Para a cineasta, o impacto de Xuxa na indústria do cinema foi importante em diferentes sentidos, especialmente em um período de crise do cinema nacional:
– Os filmes levavam espantosa quantidade de espectadores aos cinemas. Iam as crianças com um adulto. Com filmes da Xuxa duas vezes por ano, o nosso mercado se mantinha em alta, o emprego dos técnicos garantido, e a plateia infantil em franco desenvolvimento, numa época em que a concorrência ameaçava o mercado nacional.
Impacto social
Gabriela Souza, advogada, professora e sócia da Escola Brasileira de Direitos das Mulheres, afirma que pessoas famosas têm alcance gigante e, por isso, não só podem como têm o dever de trazer questões relevantes à esfera social. Segundo ela, Xuxa sempre buscou ter esse impacto, desde quando esteve à frente da Fundação Xuxa Meneghel, por mais de 20 anos, ou em campanhas de vacinação.
A denúncia do assédio sexual foi outro tema importante trazido ao debate no país pela sua voz, desde que revelou, no Fantástico, em 2012, que foi vítima de abuso desde a infância. Gabriela recorda que, na época, a apresentadora foi alvo de críticas severas:
– A sociedade ainda tende a ver a mulher que busca denunciar ou ir atrás de seus direitos como perversa, que sempre tem um objetivo escuso (como querer atenção) ao denunciar. E isso nada mais é do que uma violência sexista. Nem a Xuxa nem nenhuma outra mulher gostaria de denunciar, porque não gostaria de sofrer violência.

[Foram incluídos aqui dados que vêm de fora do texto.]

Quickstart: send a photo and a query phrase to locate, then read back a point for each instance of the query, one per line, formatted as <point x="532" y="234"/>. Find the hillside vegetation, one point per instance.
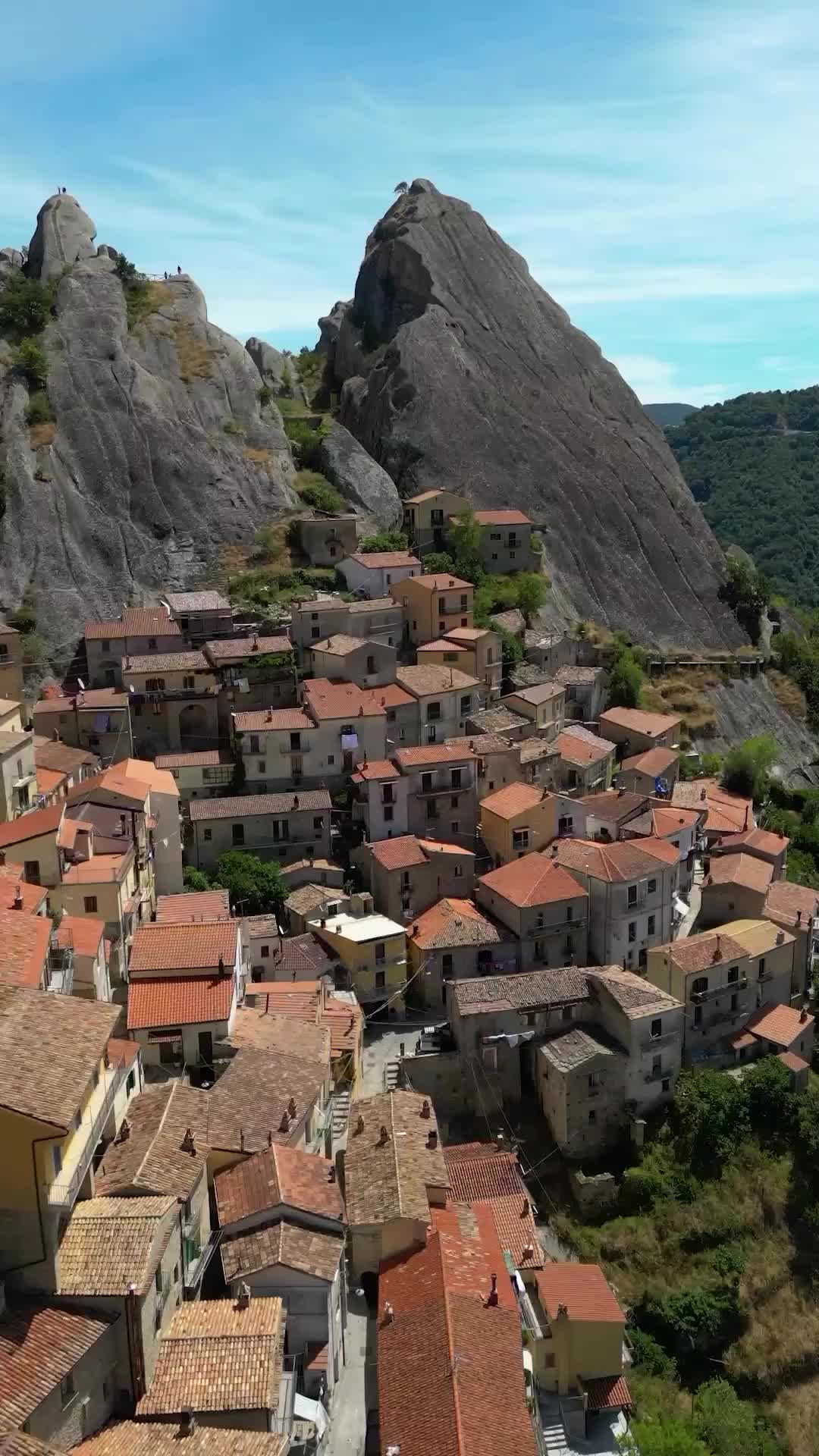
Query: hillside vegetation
<point x="752" y="465"/>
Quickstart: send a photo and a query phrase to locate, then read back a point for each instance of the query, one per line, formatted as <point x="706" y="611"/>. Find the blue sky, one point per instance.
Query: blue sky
<point x="656" y="164"/>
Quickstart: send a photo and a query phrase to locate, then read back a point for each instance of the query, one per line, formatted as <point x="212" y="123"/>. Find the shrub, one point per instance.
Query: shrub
<point x="31" y="362"/>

Hoje, “Xou da Xuxa” seria cancelado?
A psicóloga Jussara Zanetti, especialista em psicoterapia de orientação analítica, reforça que, atualmente, programas daquela época teriam grande chance de sofrer com a atual cultura do cancelamento. Isso porque determinadas brincadeiras e atitudes seriam classificadas como bullying ou intolerância, além do que a profissional define como uma quase ode à branquitude:
– Nesse contexto entra a escolha das Paquitas, sonho da maioria das meninas brasileiras, em que o padrão de beleza imposto era ser magra, ter cabelos longos e preferencialmente loiros e lisos. Cada ser humano é único, e o respeito a essa individualidade nos torna mais humanos, mais empáticos, mais sociáveis. Outra questão seria o incentivo ao consumismo, com crianças fascinadas e submetidas a uma enxurrada de comerciais.